KB-3CD9

GPT Directive — OGV-2A Vector Garbage Root Cause after 48h Cleanup

6 min read Revision 1
gpt-directiveogv-2avectororphan-vectorroot-causeopus-directive2026-05-07

GPT Directive — OGV-2A Vector Garbage Root Cause after 48h Cleanup

Date: 2026-05-07 Role split: GPT council supervises/challenges; Opus coordinates execution; agents collect read-only evidence first.

Verdict

Opus report is credible but incomplete. GPT independently confirmed that several reported garbage documents still exist in Agent Data and are returned or retrievable through KB tooling. However, current evidence does not yet prove that the system generated new garbage after the 48h cleanup.

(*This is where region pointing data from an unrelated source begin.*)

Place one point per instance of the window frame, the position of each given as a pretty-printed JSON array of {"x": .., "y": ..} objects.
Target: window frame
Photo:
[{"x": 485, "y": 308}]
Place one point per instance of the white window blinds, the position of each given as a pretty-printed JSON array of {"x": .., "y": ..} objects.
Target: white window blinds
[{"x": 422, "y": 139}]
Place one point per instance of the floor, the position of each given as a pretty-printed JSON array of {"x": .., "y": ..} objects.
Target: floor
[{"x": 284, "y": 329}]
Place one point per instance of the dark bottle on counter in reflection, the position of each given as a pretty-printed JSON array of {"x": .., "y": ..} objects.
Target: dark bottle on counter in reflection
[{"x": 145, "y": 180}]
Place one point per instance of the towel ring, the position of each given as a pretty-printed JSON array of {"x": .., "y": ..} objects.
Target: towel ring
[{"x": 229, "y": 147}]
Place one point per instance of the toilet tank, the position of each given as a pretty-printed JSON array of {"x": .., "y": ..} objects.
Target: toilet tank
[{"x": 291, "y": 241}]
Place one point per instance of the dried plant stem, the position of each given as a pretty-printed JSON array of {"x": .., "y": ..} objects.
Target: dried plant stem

The leading hypothesis is mixed state:

  1. OGV-P0 test fixtures were left active after the May 3 fix/test cycle.
  2. An inline local-temp document was admitted by an upload/rewrite path without sanitizer.
  3. Old test and misplaced root documents remain from earlier missions.
  4. Local path refs reported by Opus require further confirmation; GPT direct get/list did not confirm the two exact /Users/... paths.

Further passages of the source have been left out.